The batter of ridge gourd dosa is made with rice and flavored with methi seeds, coriander seeds, chili, tamarind pulp, jaggery and freshly grated coconut. The  right amount of tanginess, spiciness and fresh aroma of coriander seeds gives a trickle to your taste bud. You can adjust the spiciness as per your taste. This dosa doesn’t require any fermentation before preparation. The texture and taste of ridge gourd dosa makes it very different than other any other regular dosa. It’s not as crispy as other regular dosas however it taste really awesome. Traditional recipe does not include Quinoa in the dosa however I have added it give a slight twist. My kids are very picky eater and they doesn’t like any vegetable which they can see, so I generally grind the vegetable and mix it in batter.  My kids loved ground ridge gaurd dosa. Goes well when served with hot cup of tea as breakfast.

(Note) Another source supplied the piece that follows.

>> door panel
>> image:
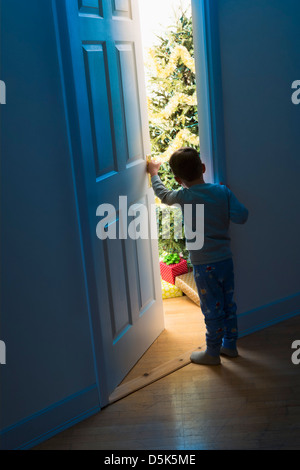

I learnt about this dosa from one my friend Akhila Ramakrishna as she prepared it for dinner when we visited her place. She is really a good cook especially Mangalore special foods. I am very thankful to her for sharing this recipe with me which helped me posting it on my blog site.

Homemade Rasam Powder

Rasam is a south Indian lentil soup flavoured with tamarind, tomatoes and rasam powder. Rasam can be served as a soup or as a side for white rice. Rasam powder is easily available in Indian grocery store however fresh homemade rasam powder gives a wonderful taste and aroma to your rasam. The rasam powder is made with blend of Indian dry roasted spices. In southern part of India, people make rasam powder or any spices mix in a bulk and it comes in various varieties. You can adjust the spiciness by adding chili & black pepper corn in this recipe as per your choice.

Masala Dosa

Masala dosa is a one of the popular breakfast dish in southern part of India, however loved across the India. There are varieties of dosa recipes like plain dosa, paper dosa, rava dosa, ragi dosa, mysore masala dosa and so on. This recipe is traditional and made with main ingredients as urad daal and rice. Masala dosa is all time favorite of my family. Generally masala of masala dosa is made of potato and onion, however in this recipe I have given a small twist by adding bell pepper to the same which gives a little different taste and flavor. Masala dosa goes very well with sambhar and coconut, peanut or tomato chutney. The recipe requires preparation a day before you want to make Masala Dosa.